From the snippet of the data that we can see above, we can see that all the data that we have is numeric. And there is no categories data at all, except for the targets. So the preprocessing that we can do is scaling the data straight away. Scikit-learn has various functions that can be used to help us do this. 

But this time, we will build our own objects.

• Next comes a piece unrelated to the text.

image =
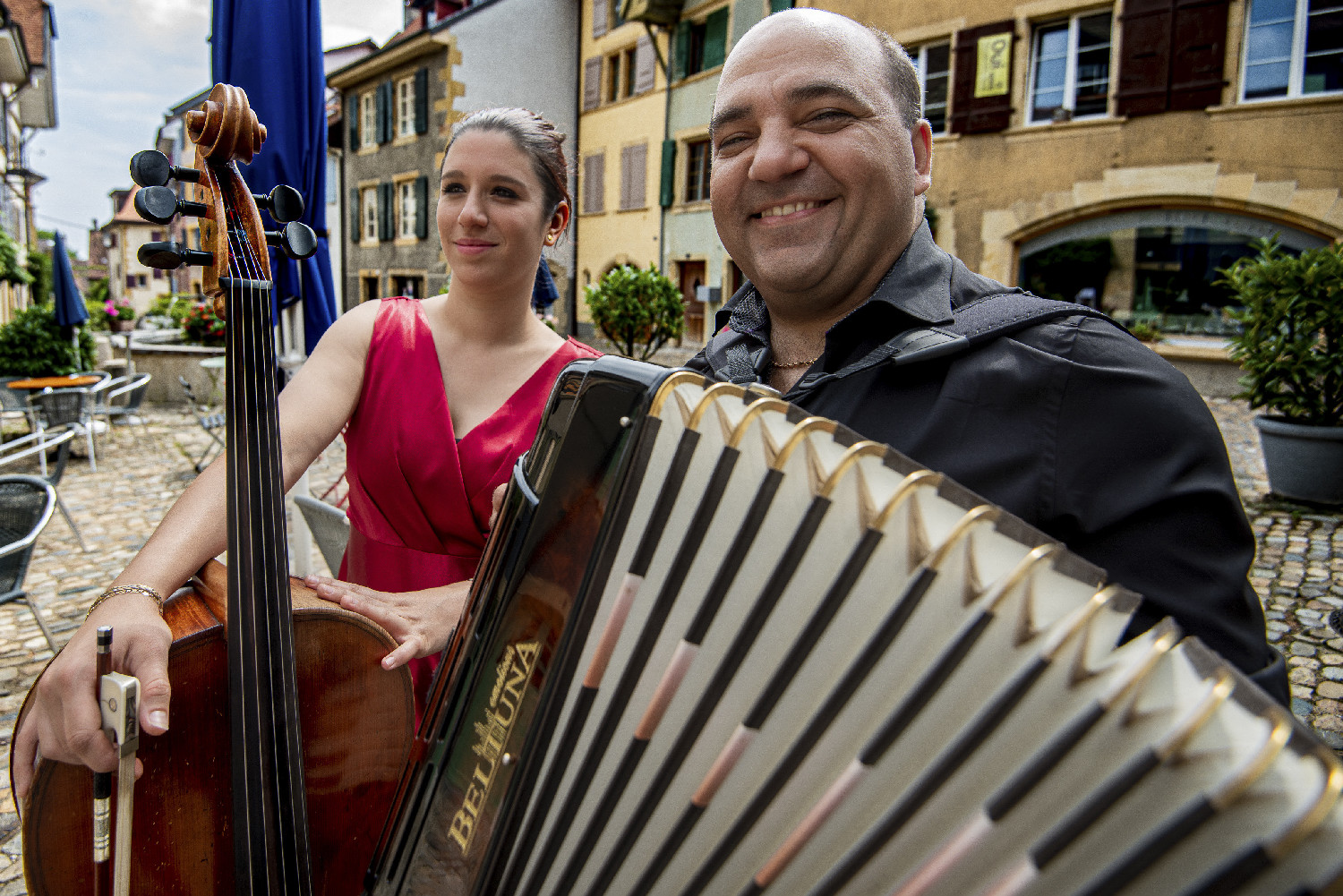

In this object, we can use both MinMax Scaler and Standard Scaler. 

In [2]:
class scaler:
    def __init__(self, df):
        self.max = df.max()
        self.min = df.min()
        self.std = df.std()
    def minmax_scaler(self, x):
        return (x - self.min) / (self.max - self.min)
    def standard_scaler(self, x):
        return (x - self.min) / self.std

In [3]:
cols = list(data.columns[:-1])
all_scalers = {}
scaled_data = pd.DataFrame()

for c in cols:
    all_scalers[c] = scaler(data[c])
    scaled_data[c] = all_scalers[c].minmax_scaler(data[c])

In [4]:
scaled_data

Unnamed: 0,battery_power,blue,clock_speed,dual_sim,fc,four_g,int_memory,m_dep,mobile_wt,n_cores,pc,px_height,px_width,ram,sc_h,sc_w,talk_time,three_g,touch_screen,wifi
0,0.227789,0.0,0.68,0.0,0.052632,0.0,0.080645,0.555556,0.900000,0.142857,0.10,0.010204,0.170895,0.612774,0.285714,0.388889,0.944444,0.0,0.0,1.0
1,0.347361,1.0,0.00,1.0,0.000000,1.0,0.822581,0.666667,0.466667,0.285714,0.30,0.461735,0.993324,0.634687,0.857143,0.166667,0.277778,1.0,1.0,0.0
2,0.041416,1.0,0.00,1.0,0.105263,1.0,0.629032,0.888889,0.541667,0.571429,0.30,0.644388,0.811749,0.627205,0.428571,0.111111,0.388889,1.0,1.0,0.0
3,0.076152,1.0,0.80,0.0,0.000000,0.0,0.129032,0.777778,0.425000,0.714286,0.45,0.620408,0.858478,0.671566,0.785714,0.444444,0.500000,1.0,0.0,0.0
4,0.881764,1.0,0.28,0.0,0.684211,1.0,0.677419,0.555556,0.508333,0.142857,0.70,0.616327,0.475300,0.308658,0.214286,0.111111,0.722222,1.0,1.0,0.0
...,...,...,...,...,...,...,...,...,...,...,...,...,...,...,...,...,...,...,...,...
1995,0.195725,1.0,0.00,1.0,0.000000,1.0,0.000000,0.777778,0.216667,0.714286,0.70,0.623469,0.927904,0.110102,0.571429,0.222222,0.944444,1.0,1.0,0.0
1996,0.977956,1.0,0.84,1.0,0.000000,0.0,0.596774,0.111111,0.891667,0.428571,0.15,0.466837,0.977971,0.474613,0.428571,0.555556,0.777778,1.0,1.0,1.0
1997,0.941884,0.0,0.16,1.0,0.052632,1.0,0.548387,0.666667,0.233333,1.000000,0.15,0.442857,0.755674,0.748530,0.285714,0.055556,0.166667,1.0,1.0,0.0
1998,0.675351,0.0,0.16,0.0,0.210526,1.0,0.709677,0.000000,0.541667,0.571429,0.25,0.171429,0.113485,0.163816,0.928571,0.555556,0.944444,1.0,1.0,1.0


# III. Model Building

The last thing that we need to do is making the classifier. In this project, the model that we choose is Random Forest. We will use Scikit-learn to make and train it then at the end we will use joblib to save them. Later, in our application, we will use this model that is saved by joblib.  

In [5]:
from sklearn.ensemble import RandomForestClassifier

rf_model = RandomForestClassifier().fit(scaled_data, data['price_range'])

In [6]:
from sklearn.metrics import accuracy_score

predictions = rf_model.predict(scaled_data)
accuracy = accuracy_score(predictions, data['price_range'])

In [7]:
accuracy

1.0

In [8]:
import joblib

joblib.dump(rf_model, "model/rf_model.sav")

['model/rf_model.sav']

# IV. Conclusions

A Random Forest Classifier has been built using Scikit-learn and saved using Joblib. This model obtained 100% accuracy.